5. Op grond van artikel 8:55d, eerste lid, van de Awb bepaalt de rechtbank als het beroep gegrond is en nog geen besluit is bekendgemaakt dat het bestuursorgaan binnen twee weken na de dag waarop de uitspraak wordt verzonden alsnog een besluit bekendmaakt.
De rechtbank bepaalt dat het college binnen twee weken na verzending van deze uitspraak een beslissing op de aanvraag moet nemen en aan eisers moet bekendmaken.
De rechtbank bepaalt met toepassing van artikel 8:55d, tweede lid, van de Awb en in overeenstemming met het landelijke beleid (gepubliceerd op www.rechtspraak.nl) dat het college een dwangsom van € 100,- verschuldigd is voor elke dag waarmee de hiervoor genoemde termijn wordt overschreden, met een maximum van € 15.000,-.
6. Omdat de rechtbank het beroep gegrond verklaart, bepaalt de rechtbank dat het college aan eisers het door hen betaalde griffierecht vergoedt.
7. Daarnaast veroordeelt de rechtbank het college in de door eisers gemaakte proceskosten. De proceskosten worden berekend volgens het Besluit proceskosten bestuursrecht. Het college wordt veroordeeld om de kosten van rechtsbijstand te vergoeden. Deze kosten stelt de rechtbank vast op € 374,- (1 punt voor het indienen van het beroepschrift met een waarde per punt van € 748,- en een wegingsfactor 0,5). De rechtbank is van oordeel dat deze zaak van licht gewicht is, omdat de zaak alleen gaat over de vraag of de beslistermijn is overschreden en of er een dwangsom verschuldigd is.

Beslissing

De rechtbank:
- verklaart het beroep gegrond;
-vernietigt het, met een besluit gelijk te stellen, niet tijdig nemen van een besluit;
- draagt het college op binnen twee weken na de dag van verzending van deze uitspraak alsnog een beslissing op de aanvraag bekend te maken;
- stelt de door het college verbeurde dwangsom vast op € 1.442,-;
- bepaalt dat het college aan eisers een dwangsom van € 100,- verbeurt voor elke dag waarmee hij de hiervoor genoemde termijn overschrijdt, met een maximum van € 15.000,-;
- draagt het college op het betaalde griffierecht van € 181,- aan eisers te vergoeden;
- veroordeelt het college in de proceskosten van eisers tot een bedrag van € 374,-.
Deze uitspraak is gedaan door mr.

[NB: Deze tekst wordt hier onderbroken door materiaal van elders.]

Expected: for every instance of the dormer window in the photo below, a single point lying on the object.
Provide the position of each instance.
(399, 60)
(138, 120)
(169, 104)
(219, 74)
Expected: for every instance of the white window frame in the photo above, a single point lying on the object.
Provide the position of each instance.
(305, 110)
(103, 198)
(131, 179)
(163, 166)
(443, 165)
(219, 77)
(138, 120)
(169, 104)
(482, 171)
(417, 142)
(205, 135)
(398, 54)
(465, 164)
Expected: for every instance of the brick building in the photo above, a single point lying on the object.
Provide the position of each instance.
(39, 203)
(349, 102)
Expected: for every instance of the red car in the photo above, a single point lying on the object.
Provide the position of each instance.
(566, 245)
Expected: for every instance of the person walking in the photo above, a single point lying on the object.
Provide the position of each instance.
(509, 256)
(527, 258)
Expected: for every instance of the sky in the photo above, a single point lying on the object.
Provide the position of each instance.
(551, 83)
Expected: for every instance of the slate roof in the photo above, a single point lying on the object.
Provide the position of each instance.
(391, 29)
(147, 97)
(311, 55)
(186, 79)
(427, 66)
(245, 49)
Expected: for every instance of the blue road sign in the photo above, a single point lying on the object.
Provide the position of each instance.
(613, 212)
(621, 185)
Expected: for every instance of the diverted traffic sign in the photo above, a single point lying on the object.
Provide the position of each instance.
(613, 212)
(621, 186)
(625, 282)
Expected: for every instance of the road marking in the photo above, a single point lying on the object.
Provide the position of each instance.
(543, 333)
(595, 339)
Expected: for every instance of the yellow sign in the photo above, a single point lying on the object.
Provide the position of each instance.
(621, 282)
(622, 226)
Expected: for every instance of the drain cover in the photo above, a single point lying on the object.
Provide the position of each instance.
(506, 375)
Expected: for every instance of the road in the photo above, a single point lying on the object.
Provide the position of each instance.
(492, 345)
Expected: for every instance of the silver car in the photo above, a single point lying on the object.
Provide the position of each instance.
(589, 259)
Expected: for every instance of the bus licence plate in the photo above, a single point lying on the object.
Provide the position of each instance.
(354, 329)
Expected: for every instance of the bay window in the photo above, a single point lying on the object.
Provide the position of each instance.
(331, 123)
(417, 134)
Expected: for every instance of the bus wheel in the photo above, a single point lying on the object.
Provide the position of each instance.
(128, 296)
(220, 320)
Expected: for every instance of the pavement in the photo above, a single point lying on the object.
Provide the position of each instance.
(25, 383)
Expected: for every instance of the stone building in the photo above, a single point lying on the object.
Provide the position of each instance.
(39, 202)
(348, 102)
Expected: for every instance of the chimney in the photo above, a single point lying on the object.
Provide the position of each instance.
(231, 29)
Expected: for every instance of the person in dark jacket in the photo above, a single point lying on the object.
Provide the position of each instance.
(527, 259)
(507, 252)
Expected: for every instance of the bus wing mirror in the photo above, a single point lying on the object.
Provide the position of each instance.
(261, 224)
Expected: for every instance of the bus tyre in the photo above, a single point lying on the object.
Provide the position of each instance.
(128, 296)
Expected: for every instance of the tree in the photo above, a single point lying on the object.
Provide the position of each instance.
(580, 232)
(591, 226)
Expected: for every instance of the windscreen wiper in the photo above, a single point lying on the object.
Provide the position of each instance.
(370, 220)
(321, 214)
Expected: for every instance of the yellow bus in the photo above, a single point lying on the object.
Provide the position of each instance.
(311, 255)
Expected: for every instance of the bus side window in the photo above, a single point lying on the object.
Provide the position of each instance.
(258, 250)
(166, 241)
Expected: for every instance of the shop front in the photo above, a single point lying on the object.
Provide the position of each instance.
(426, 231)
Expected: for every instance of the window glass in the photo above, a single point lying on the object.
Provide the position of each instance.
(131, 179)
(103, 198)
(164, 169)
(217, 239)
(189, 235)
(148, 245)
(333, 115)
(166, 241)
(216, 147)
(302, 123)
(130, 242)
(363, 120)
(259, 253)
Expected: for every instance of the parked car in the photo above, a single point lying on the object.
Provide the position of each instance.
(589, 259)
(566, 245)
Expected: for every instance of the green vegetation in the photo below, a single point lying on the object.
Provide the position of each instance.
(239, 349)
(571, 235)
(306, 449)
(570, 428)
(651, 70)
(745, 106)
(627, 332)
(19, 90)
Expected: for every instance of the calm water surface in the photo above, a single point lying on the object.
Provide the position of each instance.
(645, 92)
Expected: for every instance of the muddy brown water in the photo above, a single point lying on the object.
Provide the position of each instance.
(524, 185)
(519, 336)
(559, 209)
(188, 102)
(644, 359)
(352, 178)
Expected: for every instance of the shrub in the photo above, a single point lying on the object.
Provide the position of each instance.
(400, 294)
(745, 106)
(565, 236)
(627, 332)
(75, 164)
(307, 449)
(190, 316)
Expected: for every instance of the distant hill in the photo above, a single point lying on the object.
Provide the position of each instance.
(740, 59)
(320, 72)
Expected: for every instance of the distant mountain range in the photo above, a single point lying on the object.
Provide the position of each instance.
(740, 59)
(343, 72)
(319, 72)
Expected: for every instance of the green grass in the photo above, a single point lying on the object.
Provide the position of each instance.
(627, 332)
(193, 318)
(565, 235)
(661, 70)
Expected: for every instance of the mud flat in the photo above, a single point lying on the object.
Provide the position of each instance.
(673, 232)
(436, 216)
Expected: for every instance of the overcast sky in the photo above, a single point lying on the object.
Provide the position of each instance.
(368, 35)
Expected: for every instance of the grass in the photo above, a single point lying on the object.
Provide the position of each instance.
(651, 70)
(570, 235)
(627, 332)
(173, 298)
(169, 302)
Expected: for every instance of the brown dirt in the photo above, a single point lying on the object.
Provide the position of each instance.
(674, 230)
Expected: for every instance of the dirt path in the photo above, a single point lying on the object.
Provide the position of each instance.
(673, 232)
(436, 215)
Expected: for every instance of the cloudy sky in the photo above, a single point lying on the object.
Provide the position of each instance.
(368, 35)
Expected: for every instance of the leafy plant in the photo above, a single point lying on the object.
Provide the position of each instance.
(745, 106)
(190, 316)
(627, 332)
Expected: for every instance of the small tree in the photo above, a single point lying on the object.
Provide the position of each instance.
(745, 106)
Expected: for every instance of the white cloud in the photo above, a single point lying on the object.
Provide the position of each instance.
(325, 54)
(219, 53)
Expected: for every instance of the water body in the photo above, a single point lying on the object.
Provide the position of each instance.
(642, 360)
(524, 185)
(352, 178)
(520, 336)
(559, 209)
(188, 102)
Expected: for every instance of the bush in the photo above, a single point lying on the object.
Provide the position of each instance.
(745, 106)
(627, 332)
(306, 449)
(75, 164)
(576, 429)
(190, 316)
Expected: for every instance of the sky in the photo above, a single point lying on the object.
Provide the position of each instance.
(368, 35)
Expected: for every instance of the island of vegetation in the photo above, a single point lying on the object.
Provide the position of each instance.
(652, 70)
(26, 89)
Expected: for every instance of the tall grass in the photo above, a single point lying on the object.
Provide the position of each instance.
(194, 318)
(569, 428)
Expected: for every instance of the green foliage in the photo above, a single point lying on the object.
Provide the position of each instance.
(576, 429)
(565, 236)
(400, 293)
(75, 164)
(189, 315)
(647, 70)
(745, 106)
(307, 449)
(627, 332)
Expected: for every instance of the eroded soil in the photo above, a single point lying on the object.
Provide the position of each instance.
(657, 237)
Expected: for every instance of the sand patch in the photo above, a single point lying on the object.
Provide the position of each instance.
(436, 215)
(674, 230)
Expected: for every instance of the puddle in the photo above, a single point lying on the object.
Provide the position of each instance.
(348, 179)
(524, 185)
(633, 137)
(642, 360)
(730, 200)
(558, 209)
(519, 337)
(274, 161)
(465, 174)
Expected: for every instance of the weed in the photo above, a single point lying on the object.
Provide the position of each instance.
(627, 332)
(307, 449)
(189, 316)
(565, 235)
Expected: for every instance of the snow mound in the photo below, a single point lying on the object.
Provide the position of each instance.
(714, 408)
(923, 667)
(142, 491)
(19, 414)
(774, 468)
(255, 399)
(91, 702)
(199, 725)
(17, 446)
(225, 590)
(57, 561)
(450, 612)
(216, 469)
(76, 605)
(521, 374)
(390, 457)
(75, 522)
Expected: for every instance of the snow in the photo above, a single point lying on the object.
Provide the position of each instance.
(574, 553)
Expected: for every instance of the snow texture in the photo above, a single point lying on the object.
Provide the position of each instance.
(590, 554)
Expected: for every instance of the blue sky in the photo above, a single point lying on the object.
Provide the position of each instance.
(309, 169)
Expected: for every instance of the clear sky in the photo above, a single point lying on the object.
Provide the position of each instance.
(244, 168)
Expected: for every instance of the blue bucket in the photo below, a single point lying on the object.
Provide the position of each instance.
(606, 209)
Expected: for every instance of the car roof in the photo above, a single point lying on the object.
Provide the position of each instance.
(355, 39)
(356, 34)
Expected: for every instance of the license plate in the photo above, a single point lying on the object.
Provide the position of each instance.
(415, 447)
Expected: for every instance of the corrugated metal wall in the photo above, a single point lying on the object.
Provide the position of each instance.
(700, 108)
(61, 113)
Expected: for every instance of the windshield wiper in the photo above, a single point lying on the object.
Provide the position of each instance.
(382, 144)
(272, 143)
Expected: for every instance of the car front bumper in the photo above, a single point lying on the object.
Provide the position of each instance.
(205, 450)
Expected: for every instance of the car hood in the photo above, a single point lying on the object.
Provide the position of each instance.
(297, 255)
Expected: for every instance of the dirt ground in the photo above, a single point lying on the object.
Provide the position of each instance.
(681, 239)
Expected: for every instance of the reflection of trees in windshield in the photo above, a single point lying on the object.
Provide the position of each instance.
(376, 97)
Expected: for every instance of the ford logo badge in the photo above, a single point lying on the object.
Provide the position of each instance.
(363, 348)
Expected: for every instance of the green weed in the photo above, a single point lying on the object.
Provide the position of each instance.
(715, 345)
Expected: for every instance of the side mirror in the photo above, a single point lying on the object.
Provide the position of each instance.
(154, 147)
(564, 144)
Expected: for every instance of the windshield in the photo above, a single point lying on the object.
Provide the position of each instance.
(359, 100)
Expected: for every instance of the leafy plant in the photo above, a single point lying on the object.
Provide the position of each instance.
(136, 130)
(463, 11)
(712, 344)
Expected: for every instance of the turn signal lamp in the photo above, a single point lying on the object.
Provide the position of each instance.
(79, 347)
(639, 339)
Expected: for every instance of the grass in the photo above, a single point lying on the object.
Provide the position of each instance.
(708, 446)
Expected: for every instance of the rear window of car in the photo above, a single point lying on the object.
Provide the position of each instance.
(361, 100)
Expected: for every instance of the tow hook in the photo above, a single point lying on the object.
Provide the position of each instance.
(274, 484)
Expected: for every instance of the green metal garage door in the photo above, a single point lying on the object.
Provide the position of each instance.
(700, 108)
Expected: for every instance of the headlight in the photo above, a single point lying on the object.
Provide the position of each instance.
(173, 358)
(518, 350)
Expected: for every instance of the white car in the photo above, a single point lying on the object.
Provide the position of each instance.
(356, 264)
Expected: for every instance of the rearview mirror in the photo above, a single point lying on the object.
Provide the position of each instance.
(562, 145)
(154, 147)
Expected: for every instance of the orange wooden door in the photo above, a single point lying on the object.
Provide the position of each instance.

L.P. Hertsig, rechter, in aanwezigheid van D. Alblas, griffier, op 17 september 2021 en openbaar gemaakt door middel van geanonimiseerde publicatie op www.rechtspraak.nl.
griffier rechter
Afschrift verzonden aan partijen op:

Wat kunt u doen als u het niet eens bent met deze uitspraak?

Tegen deze uitspraak kan binnen zes weken na de dag van verzending daarvan verzet worden ingesteld bij deze rechtbank. De indiener van het verzetschrift kan daarbij vragen in de gelegenheid te worden gesteld over het verzet te worden gehoord.